Elizabeth II’s long reign has contributed to the popular perception that monarchs should be elder statesmen who can advise Prime Ministers from their wealth of experience. The Queen has worked with a dozen British Prime Ministers and at least one hundred and fifty Commonwealth Heads of Government. In Robert Hardman’s recent study of Elizabeth II’s reign, Our Queen, Prince William discusses how meetings between the Queen and her ministers are appreciated by both parties, stating, “If you think how many meetings she’s had with different prime ministers at different times it’s incredible . . .Some of them must wish she would turn round and tell them what to do! But she always speaks very highly of having these meetings.” Since the Queen has reigned since 1952, she brings six decades of experience in politics and foreign affairs to these meetings. She has also personally met the majority of international leaders who have held office since the 1950s.
Many of the Queen’s contemporaries on the thrones of monarchies worldwide are also older rulers with decades of experience presiding over their kingdoms. The current longest reigning monarch is King Rama IX of Thailand, who is five years the Queen’s junior but succeeded to the Thai throne in 1946. His long reign is famous amongst other long established Heads of State. During his last years before his death in 2005, Prince Rainier III of Monaco was reputedly in the habit of asking his valet each morning, “Has Rama survived the night? Or did I just move up in the ranks?” The King commands immense respect within Thailand as the kingdom’s elder statesman and support for the monarchy may decline when his much less popular only son, Crown Prince Vajiralongkorn succeeds to the throne.
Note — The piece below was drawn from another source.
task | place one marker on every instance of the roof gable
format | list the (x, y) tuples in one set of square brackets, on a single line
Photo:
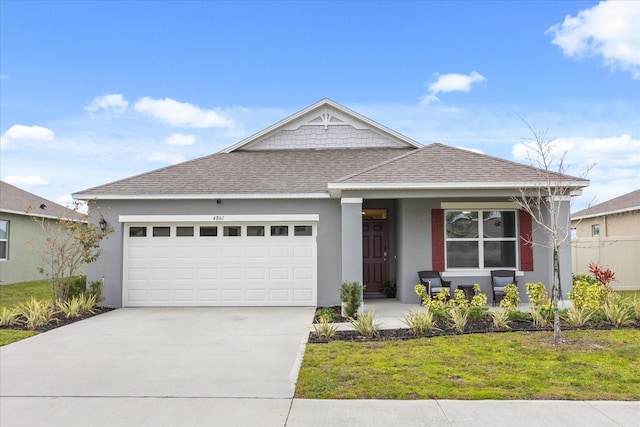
[(17, 201), (438, 164), (324, 125), (625, 203)]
There are numerous other world monarchs who continue to reign in their 70s, 80s and 90s. The birth year for King Abdullah of Saudi Arabia has been estimated to be as early as 1916. Sultan Abdul Halim of Kedah, the Malaysian Head of State was born in 1927. Emperor Akihito of Japan was born in 1933 and King Juan Carlos of Spain and Queen Beatrix of the Netherlands are only a few years his junior, having been born in 1938. This worldwide experience of monarchy as an institution presided over by older monarchs differs from previous eras such as the 1520s, when King Henry VIII of England, King Francois of France, Emperor Charles V of the Holy Roman Emperor and Sultan Suleiman the Magnificent of the Ottoman Empire were all young men, eager to test the strength of their armies and treasuries. When a new generation succeeds to the world’s thrones, they will face the popular expectation that they too will bring longstanding experience and wisdom to the position.
Queen Elizabeth II continues to be an active constitutional monarch in her 87th year. If she still reigns on September 10, 2015, she will surpass Queen Victoria to become the longest reigning monarch in the British Isles.